Closed ikanimew closed 1 month ago
The original issue edited out the following information that is rather important:
Fatal error. System.AccessViolationException: Attempted to read or write protected memory.
This is often an indication that other memory is corrupt.
Source: https://discord.com/channels/1040316820650991766/1154514015721099294/1262617355905794100
I cannot find it in the logs since it is a fatal error, so I will include it in this comment.
This looks like an issue with Convex Hull, which is related to #1908 (not a duplicate) and a regression of #1198.
I also believe this is missing the prerelease
label since this is the .NET 8 headless.
1) Does this happen with particular world? Or can you replicate it on a gridspace too? 2) If so, which world does this happen with?
What is odd here is that you state that this happens with collider event, but the log doesn't show that - instead it seems to be when a convex hull is being computed (which is not a collider event). So this might be specific to particular collider or collider being modified.
Okay, so I did a bunch of testing and was able to narrow it down to a cone collider on my avatar that would cause the crash. I could pretty reliably get the headless to start timing out, then crash if I spawned that avatar out. I then modified the avatar to remove that collider from it, and the crashes stopped. This was confirmed in both my regular world and a grid world, as well as with a fresh install of the headless (moving the install directory out of the way and re-downloading, so everything but the config file was fresh).
Here's the collider in question.
If desired, I can share a copy of that avatar with staff to examine. I believe this is the cause, though.
@ikanimew I see that the ConeCollider Radius is being driven. Do you know what range of values it goes through?
Doing a quick check, it looks like the driver is a ValueGradientDriver that goes from 0.04 to 0.015 and is linked to the state of a blendshape. The position and rotation drives are similar.
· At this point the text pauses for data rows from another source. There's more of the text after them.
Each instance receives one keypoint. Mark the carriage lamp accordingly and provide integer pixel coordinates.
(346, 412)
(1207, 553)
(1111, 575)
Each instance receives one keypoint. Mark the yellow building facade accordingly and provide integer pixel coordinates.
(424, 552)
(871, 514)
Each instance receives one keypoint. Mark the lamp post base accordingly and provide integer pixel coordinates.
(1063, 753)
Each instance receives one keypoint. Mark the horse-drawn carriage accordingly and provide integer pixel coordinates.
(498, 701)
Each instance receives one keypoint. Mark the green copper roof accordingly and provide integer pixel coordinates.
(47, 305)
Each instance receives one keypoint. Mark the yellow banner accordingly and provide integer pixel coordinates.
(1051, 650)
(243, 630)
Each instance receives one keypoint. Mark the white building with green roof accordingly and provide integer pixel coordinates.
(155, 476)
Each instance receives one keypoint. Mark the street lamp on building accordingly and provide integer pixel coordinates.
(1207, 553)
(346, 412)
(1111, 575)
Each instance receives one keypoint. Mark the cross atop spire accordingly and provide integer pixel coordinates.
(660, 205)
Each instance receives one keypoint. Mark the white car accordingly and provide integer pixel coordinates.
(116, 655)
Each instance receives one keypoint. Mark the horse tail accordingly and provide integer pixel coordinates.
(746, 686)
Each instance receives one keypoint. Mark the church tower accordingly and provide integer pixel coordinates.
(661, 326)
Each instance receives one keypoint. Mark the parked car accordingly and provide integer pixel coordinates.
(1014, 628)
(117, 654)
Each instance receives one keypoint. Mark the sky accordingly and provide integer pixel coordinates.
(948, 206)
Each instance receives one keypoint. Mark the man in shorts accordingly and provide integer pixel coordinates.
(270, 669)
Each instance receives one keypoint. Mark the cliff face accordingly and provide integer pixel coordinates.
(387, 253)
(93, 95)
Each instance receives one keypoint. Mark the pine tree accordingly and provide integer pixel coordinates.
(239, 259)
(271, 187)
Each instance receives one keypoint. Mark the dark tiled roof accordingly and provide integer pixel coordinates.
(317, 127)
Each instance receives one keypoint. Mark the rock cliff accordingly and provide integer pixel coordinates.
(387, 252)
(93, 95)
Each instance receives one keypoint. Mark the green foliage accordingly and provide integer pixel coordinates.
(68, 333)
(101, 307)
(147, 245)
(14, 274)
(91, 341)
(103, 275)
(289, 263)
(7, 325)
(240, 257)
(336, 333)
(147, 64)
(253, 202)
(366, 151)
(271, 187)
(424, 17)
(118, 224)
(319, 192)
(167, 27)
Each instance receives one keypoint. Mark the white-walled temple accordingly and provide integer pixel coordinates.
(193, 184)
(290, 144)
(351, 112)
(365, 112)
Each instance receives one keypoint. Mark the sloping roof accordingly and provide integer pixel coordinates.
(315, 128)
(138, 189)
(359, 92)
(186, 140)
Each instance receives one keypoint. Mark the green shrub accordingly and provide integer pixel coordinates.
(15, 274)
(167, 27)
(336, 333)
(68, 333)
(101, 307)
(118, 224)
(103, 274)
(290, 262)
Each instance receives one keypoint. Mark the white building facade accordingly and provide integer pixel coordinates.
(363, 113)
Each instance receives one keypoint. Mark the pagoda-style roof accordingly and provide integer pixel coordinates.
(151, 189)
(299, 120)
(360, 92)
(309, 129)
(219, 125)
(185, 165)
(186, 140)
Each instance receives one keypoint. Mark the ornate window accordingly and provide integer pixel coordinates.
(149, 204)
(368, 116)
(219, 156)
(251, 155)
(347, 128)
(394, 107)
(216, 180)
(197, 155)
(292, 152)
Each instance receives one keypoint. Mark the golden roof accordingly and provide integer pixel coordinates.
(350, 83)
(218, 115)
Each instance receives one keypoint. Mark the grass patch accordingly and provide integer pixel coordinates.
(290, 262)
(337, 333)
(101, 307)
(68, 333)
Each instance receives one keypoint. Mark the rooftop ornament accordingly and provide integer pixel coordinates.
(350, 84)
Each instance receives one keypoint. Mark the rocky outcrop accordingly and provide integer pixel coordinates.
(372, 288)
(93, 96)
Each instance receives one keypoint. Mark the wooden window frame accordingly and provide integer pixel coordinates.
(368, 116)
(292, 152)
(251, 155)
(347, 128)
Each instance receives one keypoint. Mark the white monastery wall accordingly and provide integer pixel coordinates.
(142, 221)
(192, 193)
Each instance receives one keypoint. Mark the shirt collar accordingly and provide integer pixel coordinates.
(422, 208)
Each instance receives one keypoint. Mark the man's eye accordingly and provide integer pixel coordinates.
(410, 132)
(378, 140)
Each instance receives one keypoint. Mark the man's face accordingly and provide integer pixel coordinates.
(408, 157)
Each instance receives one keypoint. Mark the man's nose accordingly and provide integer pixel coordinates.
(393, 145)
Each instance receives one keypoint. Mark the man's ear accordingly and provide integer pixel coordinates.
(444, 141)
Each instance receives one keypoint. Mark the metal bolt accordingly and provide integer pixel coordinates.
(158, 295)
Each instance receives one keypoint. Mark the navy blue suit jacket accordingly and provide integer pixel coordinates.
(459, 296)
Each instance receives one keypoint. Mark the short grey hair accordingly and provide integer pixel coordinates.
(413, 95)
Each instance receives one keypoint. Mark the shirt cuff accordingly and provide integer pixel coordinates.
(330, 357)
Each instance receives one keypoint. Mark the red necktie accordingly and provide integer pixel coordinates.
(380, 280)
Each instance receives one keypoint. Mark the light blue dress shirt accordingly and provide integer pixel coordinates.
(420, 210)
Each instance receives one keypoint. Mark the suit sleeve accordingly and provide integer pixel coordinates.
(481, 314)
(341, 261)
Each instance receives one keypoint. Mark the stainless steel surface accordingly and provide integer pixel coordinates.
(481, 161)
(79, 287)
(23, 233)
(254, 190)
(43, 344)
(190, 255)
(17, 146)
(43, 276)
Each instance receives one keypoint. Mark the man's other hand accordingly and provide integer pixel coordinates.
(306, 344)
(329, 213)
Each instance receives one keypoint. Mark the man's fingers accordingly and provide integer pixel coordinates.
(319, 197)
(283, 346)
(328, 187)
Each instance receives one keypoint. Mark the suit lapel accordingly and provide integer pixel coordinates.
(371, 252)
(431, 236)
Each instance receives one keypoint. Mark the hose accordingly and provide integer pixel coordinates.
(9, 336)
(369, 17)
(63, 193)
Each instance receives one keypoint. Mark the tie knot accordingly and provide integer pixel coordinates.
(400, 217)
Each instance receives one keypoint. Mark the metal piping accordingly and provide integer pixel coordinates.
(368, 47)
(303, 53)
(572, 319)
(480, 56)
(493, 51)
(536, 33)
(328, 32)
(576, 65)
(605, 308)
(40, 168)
Hmm... I checked the code and it seems they are clamped. I couldn't replicate the issue even with nonsensical values (like NaN, Infinity, negative and so on).
Are you able to make a replication item that's able to reproduce this issue?
This issue only occurs on Linux headless with .NET 8. I have tested with @ikanimew, and no issues were observed on Windows build and release.. The crash happens with a specific cone collider on a stinger, which is part of an avatar's tail.
On the Linux headless server, as soon as a user joins the session, the server begins giving "Engine unresponsive" messages, followed by the fatal error: System.AccessViolationException: Attempted to read or write protected memory.
@ikanimew placed the stinger object on a cube, and spawning it in a Linux headless session consistently caused the crash. The cone collider's radius is driven by a ValueGradientDriver ranging from 0.04 to 0.015.
This issue is isolated to the Linux build of the .NET 8 headless. Sometimes, the issue can take up to a minute to occur. assuming this issue is related to the convex hull calculation.
Is this issue exclusive to running the Linux headless client then, @ikanimew @Xlinka? Can you also not replicate it when running the headless under Windows?
If so, would you be able to cooperate with other users to test the Linux headless client with other systems and see if it still occurs there too?
Would you also mind providing the replication object onto this issue for ease of access in additional tests as Frooxius requested above?
I have tested loading Ikani on two of my headless servers running Windows 11 (10.0.22621.3880) Earlier today, and both had no issues with loading and did not crash. I'm currently asking @ikanimew for the replication object for additional tests awaiting a response.
The headless Linux that was crashed belongs to @ikanimew and was able to crash in their Hive world and a normal gridspace. to remove the suspect of a item in the world.
Ikani notes that "So I was able to reproduce by just making an empty slot, adding a cone collider, setting the height to 0.05 and driving the radius with a value gradient driver set to 0.04 for 0 and 0.015 for 1, and the progress at 0."
i shall carry a test out for this on my own linux headless.
Interesting. Does it require those specific values in the ValueGradientDriver, or does the issue occur with any arbitrary values so long as the radius is being driven?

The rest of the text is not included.